These are abridged notes about an FDI reprot on Ghana in 2002. Look towards the end.

 

1.                  It appears that although Ghanian per capita GDP dropped by about a third the numbers of people in poverty declined. The national poverty line dropped from 40% to 31%. It is also evident that steady growth experienced  by Ghana since 1984 did not translate into a commensurate level of human development ( the human development index remained nearly unchanged). This raises the question: why growth did not spill over into development and, in particular, what was the role of free market reform and FDI promotion in precipitating this poor development outcome.

2.                  Apart from the high peak of FDI flows in the mid nineties, which was due namely to a bout of privatisation in the primary sectors, the levels of FDI declined significantly afterwards and any above average performance can be ascribed to a shift in property of already existing capital stock rather than net additions caused by an expansion of economic activity. More importantly, if one considers the trends in FDI apart from this bout of privatisation, it appears that on average, the non market friendly period of pre 1984 is just the same, if not higher, than the post 1984 market friendly period. I understand that a shift in property in the primary sectors is not in itself a kernel for development unless it leads to an expansion in economic activity, viz. industrial activity. However, one notices that local industry did not expand. If anything, industry shrunk (see share of industry/manufacturing  in Ghana)

3.                  Moreover, it appears that the revenues generated from privatisation  had no lasting effect on growth (recent recession), and in all likelihood they went to service  a growing budget deficit and external financial constraints/requirements. A closer look at macro data indicates that the 2000 recession was caused by a decline in ODA levels (delays in disbursements as well). Thus irrespective of higher revenues from privatisation, as a ratio from GDP these privatisation revenues remained low.
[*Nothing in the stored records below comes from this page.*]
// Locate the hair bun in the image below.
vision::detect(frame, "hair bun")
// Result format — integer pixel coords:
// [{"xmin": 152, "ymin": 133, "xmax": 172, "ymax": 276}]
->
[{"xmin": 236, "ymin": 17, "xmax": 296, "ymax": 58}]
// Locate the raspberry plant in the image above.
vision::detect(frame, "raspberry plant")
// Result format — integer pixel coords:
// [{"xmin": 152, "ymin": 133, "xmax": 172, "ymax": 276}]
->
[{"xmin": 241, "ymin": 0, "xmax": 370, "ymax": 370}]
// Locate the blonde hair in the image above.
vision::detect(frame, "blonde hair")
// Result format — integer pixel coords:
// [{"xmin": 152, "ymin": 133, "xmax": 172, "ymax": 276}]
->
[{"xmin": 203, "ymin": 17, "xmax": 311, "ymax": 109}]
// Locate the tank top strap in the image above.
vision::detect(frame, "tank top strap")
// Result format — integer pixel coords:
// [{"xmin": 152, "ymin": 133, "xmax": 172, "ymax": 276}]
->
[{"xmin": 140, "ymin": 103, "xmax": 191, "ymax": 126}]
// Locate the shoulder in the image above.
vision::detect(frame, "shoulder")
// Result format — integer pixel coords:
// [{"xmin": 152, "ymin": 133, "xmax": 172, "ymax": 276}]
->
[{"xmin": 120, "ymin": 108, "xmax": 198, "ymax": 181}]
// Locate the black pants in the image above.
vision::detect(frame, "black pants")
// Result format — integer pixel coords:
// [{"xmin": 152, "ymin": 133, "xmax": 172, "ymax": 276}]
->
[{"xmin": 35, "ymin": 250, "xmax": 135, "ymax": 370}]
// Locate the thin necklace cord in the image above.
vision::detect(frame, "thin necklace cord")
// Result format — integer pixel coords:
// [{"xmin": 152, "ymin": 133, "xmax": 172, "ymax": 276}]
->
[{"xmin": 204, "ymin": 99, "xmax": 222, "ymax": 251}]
One also asks what are the institutional drawbacks that make privatisation a one time gain, e.g. absence of progressive taxation.

4.                  Overall and as a ratio from GDP, ODA remained significant to this economy. Evidently it is this latter component that needs to be addressed- quality and targets for investments. Recall that national savings remained extremely low (about 6% of GDP); so growth must have been generated through external savings. What else would explain the high ratio of investment (nearly a quarter of GDP). And if so, when inflation was brought under control and fiscal restraint was being exercised under the dictate of the Bank and the Fund, also growth was proceeding at a steady pace, why haven’t private flows picked up. This crucial question is answered in the sense that more market reforms are needed to boost the process. But the initial flaw lies in the savings investment nexus. No one is going to feel comfortable in a situation where investments are fuelled by additional borrowing and savings do not pick up. That is a recession waiting to happen. So the point is in how to allow a genuine process of high internal savings high investments. The already existing framework for foreign investors guarantees the principal right of high returns and repatriation, so the flaw is more endemic on the macro level and this is a completely forgotten point. 

5.                  There is no significance of the contribution of FDI to growth. The most recent empirical results from the literature show no effect of FDI on growth or, at best, the results are inconclusive. In the case of Ghana the ratio of FDI to GDP is less than one percent. Additions to capital stock over time have to be comparable to these low ratios.  However, Ghana, was one of the highest recipients of ODA in Africa (about 600 Dollars per head on average). Also a big chunk of public investment, which is more than four times the size of private investment, is determined by ODA. Also note that in Ghana, private investment since the nineties remained steady and the rise in total investment is principally fuelled by public investment. Therefore, this significant component of investment is not given the consideration it deserves. I think that one should talk about the stylised facts of high foreign capital flows to GDP ratio and low savings to GDP ratio. This may indicate that Ghana experienced a significant  consumption leakage, hence reducing private savings. It may be that the government is not growth maximizing and that ODA flows are channeled into raising consumption either directly, or through shifting resources currently earmarked for investment. Consequently public savings could fall with falling tax receipts or by a change in the composition of government expenditure. Indeed, foreign capital lowered domestic savings in this instance. Also rising foreign imports could reduce savings by stimulating the consumption of both importable components and exportable ones.  

6.                  There are structural barriers to extending production sharing into Ghana because of high shipping costs.  Even so, the privatisation policies that are propagated do not affect FDI alone but have far reaching implications for this economy. A recent reading of the conditions inside Ghana call for concern and an immediate reversal of the policies that have led to further impoverishment, yet the report calls for much of the same old policies to be expanded, namely liberalisation and privatisation. I urge the authors to look closely at the water riots in Ghana. Privatising water is a human rights issue. Already much of the population drinks unhealthy water. Privatisation, given the degradation in incomes is likely to deprive much of the population of water and electricity supplies. I also urge the authors to look closely at the Rwandan experience in the early eighties and draw lessons from its coffee liberalisation schemes and the suggested Ghanaian cocoa liberalisation scheme. With much of the population still residing in the countryside subjecting the farmers to heavy price variations may invoke civil strife. It is probably a remote possibility, but it is one that I’d look closely at before making such impromptu recommendations.